La mission Planck de l’ESA vient de dévoiler une carte du champ magnétique de notre Voie Lactée.

 

 

Probablement motivés par les dernières informations de BICEP2 du Pôle Sud, les scientifiques de Planck viennent donc de rendre public certaines informations liées à la polarisation du CMB.

Cette image est issue des premières observations sur l'ensemble du ciel de la lumière « polarisée » émise par la poussière interstellaire de notre Galaxie

 

Copyright ESA and the Planck Collaboration

 

 

 

On s’intéresse à la polarisation de la lumière ; la lumière est une onde électromagnétique, c’est-à-dire qu’elle possède un champ électrique et un champ magnétique qui vibrent dans des directions différentes perpendiculaires à la direction de propagation.
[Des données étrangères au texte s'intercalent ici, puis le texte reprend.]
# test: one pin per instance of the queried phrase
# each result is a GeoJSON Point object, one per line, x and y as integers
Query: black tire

La polarisation intéresse le champ électrique. Ce champ peut vibrer soit dans une seule direction soit dans toutes les directions.

Quand elle vibre dans une seule direction on dit par abus de langage qu’elle est polarisée.

 

Dans l’espace la lumière des étoiles peut être polarisée. C’est en étudiant à cette polarisation et au phénomène physique qui lui a donné naissance que les astrophysiciens s’intéressent.

 

D’après l’INSU :

La carte présentée ci-dessus a été obtenue en utilisant des détecteurs du satellite Planck, agissant un peu à la manière des lunettes de soleil polarisées, en version astronomique.

Les tourbillons, boucles et arches de cette image tracent la structure du champ magnétique de notre Galaxie.

Cette image dévoile l'organisation à grande échelle d'une partie du champ magnétique galactique.

La bande sombre correspond au plan galactique : l'émission polarisée y est particulièrement intense. La structure générale révèle un motif régulier où les lignes du champ magnétique sont majoritairement parallèles au plan de la Voie Lactée.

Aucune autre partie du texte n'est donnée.